Human Genetics and Functional Genomics
Our collaborative research has laid the groundwork on how genetic variations lead to complex diseases across 50 major human tissues (Nature, 2017). Building on this foundational work, our research further elucidated the genetic underpinnings of coronary artery disease (AJHG, 2018; Nature Medicine, 2019), leptomeningeal disease (JTO, 2018), rare diseases (Nature Medicine, 2019), age-related macular degeneration (Communications Biology, 2019), Alzheimer’s disease (Nature Genetics, 2020), obesity (Cell Genomics, 2025), and Parkinson’s disease (Nature Communications, 2025). Advancements in single-cell technologies have enabled us to further refine the precise cell types involved in each complex disease. Our research identified cell-type-specific alternative splicing as a key determinant on how genetic differences predispose individuals to autoimmune diseases (Nature Genetics, 2024), and genetic ancestry as a key mediator of complex disease risk (Cell, 2025).
AI and Machine Learning
Our research also builds AI and statistical machine learning tools to enable biological discoveries. Our work has tackled approximation methods for hard-to-estimate random variables (R Journal, 2017), established one of the first neural networks to jointly predict cis and trans regulation in yeast (NeurIPS, 2017), pioneered causal inference methods for mapping complex disease target genes (Nature Genetics, 2019), produced autoencoding neural networks for single-cell imputation (Quantitative Biology, 2020), and constructed transformer models for biomedical NLP (BMC Medical Informatics, 2021; Frontiers in Artificial Intelligence, 2021). Building on these foundational work, my team has established comprehensive toolkits for mapping complex disease target genes (Nature Genetics, 2025), as well as geometric deep learning models for spatial multi-omic integration.
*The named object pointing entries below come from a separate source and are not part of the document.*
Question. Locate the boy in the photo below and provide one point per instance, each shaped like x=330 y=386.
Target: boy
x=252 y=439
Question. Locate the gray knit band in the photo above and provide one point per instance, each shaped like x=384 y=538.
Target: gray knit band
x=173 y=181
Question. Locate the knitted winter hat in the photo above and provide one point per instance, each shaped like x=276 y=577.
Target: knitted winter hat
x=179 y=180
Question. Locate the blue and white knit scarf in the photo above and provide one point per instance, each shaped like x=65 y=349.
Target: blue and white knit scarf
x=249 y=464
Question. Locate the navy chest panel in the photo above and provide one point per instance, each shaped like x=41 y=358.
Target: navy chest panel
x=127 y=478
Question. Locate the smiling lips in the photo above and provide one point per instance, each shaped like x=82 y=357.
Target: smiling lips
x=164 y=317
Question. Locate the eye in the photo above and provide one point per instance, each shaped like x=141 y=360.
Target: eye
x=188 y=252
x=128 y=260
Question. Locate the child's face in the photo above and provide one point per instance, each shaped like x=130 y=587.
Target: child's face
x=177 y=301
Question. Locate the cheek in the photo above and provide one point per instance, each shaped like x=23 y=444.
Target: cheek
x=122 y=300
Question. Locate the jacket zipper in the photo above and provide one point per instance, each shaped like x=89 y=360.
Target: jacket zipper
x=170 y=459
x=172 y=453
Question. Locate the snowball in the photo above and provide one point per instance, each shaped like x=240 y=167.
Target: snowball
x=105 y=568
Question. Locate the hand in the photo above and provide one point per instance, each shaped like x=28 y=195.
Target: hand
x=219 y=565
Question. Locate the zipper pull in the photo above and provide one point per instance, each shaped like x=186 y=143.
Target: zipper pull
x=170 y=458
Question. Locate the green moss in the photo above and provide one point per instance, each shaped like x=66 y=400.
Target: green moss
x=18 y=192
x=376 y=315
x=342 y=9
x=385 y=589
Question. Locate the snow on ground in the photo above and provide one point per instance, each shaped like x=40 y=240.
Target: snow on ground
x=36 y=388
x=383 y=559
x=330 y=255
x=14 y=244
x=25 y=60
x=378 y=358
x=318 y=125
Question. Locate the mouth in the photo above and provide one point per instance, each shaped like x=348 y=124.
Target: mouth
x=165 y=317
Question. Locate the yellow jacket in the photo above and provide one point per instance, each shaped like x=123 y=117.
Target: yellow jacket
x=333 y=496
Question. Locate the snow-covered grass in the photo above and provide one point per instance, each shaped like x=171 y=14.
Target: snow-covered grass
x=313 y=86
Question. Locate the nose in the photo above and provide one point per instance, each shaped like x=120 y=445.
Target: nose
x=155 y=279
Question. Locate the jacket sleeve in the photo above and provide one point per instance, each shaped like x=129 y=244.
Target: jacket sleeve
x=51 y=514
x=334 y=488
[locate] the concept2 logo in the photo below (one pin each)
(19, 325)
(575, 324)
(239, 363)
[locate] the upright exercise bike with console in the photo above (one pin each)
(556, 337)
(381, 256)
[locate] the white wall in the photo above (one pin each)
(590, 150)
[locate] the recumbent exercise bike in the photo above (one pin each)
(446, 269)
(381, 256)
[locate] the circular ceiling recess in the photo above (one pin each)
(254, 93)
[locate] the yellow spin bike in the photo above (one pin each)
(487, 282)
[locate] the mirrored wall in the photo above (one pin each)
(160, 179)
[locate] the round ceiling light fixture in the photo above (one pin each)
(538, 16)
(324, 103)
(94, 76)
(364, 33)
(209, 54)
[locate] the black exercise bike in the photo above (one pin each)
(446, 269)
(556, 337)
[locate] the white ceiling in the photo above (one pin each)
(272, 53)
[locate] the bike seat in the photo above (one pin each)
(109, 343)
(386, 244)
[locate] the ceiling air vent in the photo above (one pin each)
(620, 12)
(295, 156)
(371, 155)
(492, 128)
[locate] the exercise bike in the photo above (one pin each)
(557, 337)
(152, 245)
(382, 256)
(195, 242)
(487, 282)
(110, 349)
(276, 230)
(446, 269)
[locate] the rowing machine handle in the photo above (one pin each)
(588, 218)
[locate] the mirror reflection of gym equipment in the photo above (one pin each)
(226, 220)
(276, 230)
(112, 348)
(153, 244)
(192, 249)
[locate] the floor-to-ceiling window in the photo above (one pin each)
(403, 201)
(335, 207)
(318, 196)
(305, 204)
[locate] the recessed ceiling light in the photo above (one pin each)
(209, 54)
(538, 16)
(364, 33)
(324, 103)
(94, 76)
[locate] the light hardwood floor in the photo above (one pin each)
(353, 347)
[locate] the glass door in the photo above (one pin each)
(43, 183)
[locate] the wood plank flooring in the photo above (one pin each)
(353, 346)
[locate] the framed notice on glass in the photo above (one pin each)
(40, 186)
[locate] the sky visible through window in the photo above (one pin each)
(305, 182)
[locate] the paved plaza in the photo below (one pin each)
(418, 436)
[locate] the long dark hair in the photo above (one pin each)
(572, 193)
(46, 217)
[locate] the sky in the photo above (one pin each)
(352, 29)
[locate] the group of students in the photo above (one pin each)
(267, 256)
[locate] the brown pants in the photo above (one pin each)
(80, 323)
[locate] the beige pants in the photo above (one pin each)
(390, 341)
AI for Target Discovery and Drug Design
Using the same AI and ML techniques, our collaborative work has built one of the best-performing models to optimize mRNA stability and protein expression for mRNA therapeutics (Nature, 2023), as well as graph neural networks to optimize siRNA efficacy (Briefings in Bioinformatics, 2024). During the COVID-19 pandemic, our work was licensed by Sanofi under a 5-million-dollar contract, and we designed SW-BIC-213, a COVID-19 vaccine that received emergency use authorization in Southeast Asia. Building on these foundations, my team is building the next-generation AI platform to generate full-length mRNA sequences optimized for mRNA vaccine stability and protein expression (work in progress), with a keen focus on dengue and influenza. In addition, we have used data science to identify high-confidence drug targets for coronary artery disease (AJHG, 2018), and the targets we identified have been validated in mouse models (Nature Medicine, 2019).